Zuwachs in den Städten, Austritte auf dem Land
Während des Parteitags wird ein Blick nach vorn geworfen. Besonders wichtig ist es, die Mitgliedergewinne in städtischen Regionen zu analysieren. Hier verzeichnet die Partei Zuwächse, während in ländlichen Gebieten die Zahl der Mitglieder rückläufig ist.
Der Wahlkampf wird darauf abzielen, die städtische Wählerschaft zu gewinnen. Haustürwahlkampf soll helfen, die Fünf-Prozent-Hürde zu überschreiten, während die Ressourcen für ländliche Regionen fehlen.

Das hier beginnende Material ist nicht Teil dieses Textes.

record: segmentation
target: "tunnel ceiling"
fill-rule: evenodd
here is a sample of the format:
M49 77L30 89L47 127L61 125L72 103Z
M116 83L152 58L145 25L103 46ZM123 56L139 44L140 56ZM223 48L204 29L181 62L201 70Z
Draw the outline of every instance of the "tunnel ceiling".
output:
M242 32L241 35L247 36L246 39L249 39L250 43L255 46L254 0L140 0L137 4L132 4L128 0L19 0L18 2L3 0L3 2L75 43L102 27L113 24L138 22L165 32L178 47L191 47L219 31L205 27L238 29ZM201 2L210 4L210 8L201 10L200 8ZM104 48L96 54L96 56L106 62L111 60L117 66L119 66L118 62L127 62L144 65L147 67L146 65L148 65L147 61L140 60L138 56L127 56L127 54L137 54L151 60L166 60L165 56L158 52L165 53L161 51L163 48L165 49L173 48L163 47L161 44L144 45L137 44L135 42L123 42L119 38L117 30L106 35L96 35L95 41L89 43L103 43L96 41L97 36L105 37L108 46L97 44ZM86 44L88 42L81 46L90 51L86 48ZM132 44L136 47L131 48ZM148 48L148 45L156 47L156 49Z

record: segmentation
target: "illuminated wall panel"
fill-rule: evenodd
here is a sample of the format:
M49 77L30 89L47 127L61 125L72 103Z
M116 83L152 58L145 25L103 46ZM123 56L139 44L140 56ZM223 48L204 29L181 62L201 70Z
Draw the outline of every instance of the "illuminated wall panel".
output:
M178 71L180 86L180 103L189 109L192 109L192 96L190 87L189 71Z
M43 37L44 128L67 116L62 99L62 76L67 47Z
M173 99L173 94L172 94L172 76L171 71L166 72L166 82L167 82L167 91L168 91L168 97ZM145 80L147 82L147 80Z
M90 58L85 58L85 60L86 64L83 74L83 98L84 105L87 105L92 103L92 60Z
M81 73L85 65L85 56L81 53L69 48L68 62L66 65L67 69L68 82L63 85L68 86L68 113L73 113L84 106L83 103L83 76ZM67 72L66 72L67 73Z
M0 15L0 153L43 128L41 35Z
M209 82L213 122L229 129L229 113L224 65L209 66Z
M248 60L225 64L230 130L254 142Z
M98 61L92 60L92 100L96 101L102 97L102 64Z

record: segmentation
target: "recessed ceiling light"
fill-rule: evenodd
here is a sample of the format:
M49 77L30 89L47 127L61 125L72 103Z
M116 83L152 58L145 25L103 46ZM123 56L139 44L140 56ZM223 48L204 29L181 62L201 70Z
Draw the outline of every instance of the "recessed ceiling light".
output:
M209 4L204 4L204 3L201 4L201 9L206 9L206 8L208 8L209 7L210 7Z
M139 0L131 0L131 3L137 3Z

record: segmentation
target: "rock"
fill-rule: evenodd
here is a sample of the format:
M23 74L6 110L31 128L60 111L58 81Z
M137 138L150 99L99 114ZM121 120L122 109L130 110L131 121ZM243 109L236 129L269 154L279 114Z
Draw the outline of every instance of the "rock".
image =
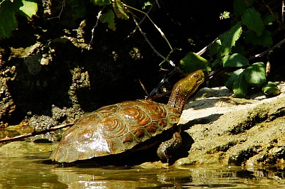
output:
M175 166L284 163L285 85L279 87L279 96L250 99L227 98L231 93L224 87L201 90L180 121L195 143Z
M0 127L6 126L8 119L15 110L15 104L6 85L6 79L0 76Z

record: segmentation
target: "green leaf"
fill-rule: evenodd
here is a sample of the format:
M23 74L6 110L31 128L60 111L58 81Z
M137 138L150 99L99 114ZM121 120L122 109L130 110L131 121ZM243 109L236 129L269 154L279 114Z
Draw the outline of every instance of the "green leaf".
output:
M244 41L247 43L261 45L264 47L271 47L273 45L271 33L267 30L264 30L260 36L257 36L252 31L247 31L244 33Z
M113 7L118 18L125 20L129 18L129 16L127 14L128 13L128 9L124 7L123 4L120 0L115 0Z
M18 27L14 9L15 5L10 1L0 4L0 39L9 38L12 31Z
M180 60L180 65L187 72L192 72L197 70L211 71L211 63L204 58L194 53L189 53Z
M230 14L230 12L228 12L228 11L224 11L222 14L221 13L219 14L219 19L223 20L223 19L229 18L229 14Z
M71 7L72 18L76 20L86 15L86 6L84 0L66 0L67 4Z
M266 85L262 87L262 91L266 95L277 96L281 93L277 85L272 82L268 82Z
M241 68L237 70L235 70L231 74L231 76L229 77L224 86L229 90L232 90L234 82L237 80L239 75L244 71L244 69Z
M256 63L244 71L245 80L253 86L260 87L266 81L265 67L263 63Z
M247 9L252 5L254 0L234 0L234 12L239 16L242 16Z
M111 4L111 0L91 0L91 1L99 6L108 5Z
M232 51L232 47L234 46L236 41L242 34L242 24L239 22L233 26L229 31L226 31L219 36L221 45L217 46L217 53L220 55L227 55Z
M223 67L243 67L249 64L249 60L238 53L226 55L222 59Z
M101 17L100 17L100 21L102 23L107 23L109 28L115 31L116 27L114 19L115 14L111 9L109 9L107 13L103 14Z
M22 0L23 6L20 7L20 10L27 17L31 18L33 15L38 11L38 4L36 0L25 1Z
M242 23L259 36L264 30L261 14L254 8L249 8L242 16Z
M249 85L245 80L244 72L244 71L239 75L232 87L234 97L237 98L246 98L249 93Z

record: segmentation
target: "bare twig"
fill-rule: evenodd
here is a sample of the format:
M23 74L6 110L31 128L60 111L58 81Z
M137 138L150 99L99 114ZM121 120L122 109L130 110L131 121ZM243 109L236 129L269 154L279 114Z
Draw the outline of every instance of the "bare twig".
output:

Noch fehlt eine klare Botschaft für den Wahlkampf
In den kommenden drei Tagen wird die Linkspartei versuchen, ihren Neuanfang zu festigen. Die Wahl von Schwerdtner und van Aken gilt als sicher, doch die inhaltliche Debatte verspricht spannend zu werden, insbesondere zu den Positionen gegenüber Israel.
Es fehlt jedoch nach wie vor eine klare Botschaft für den bevorstehenden Wahlkampf, die bei potenziellen Wählern Anklang finden könnte. Mieten und Wohnfragen könnten die zentralen Themen sein, um einen erfolgreichen Neuanfang zu gewährleisten.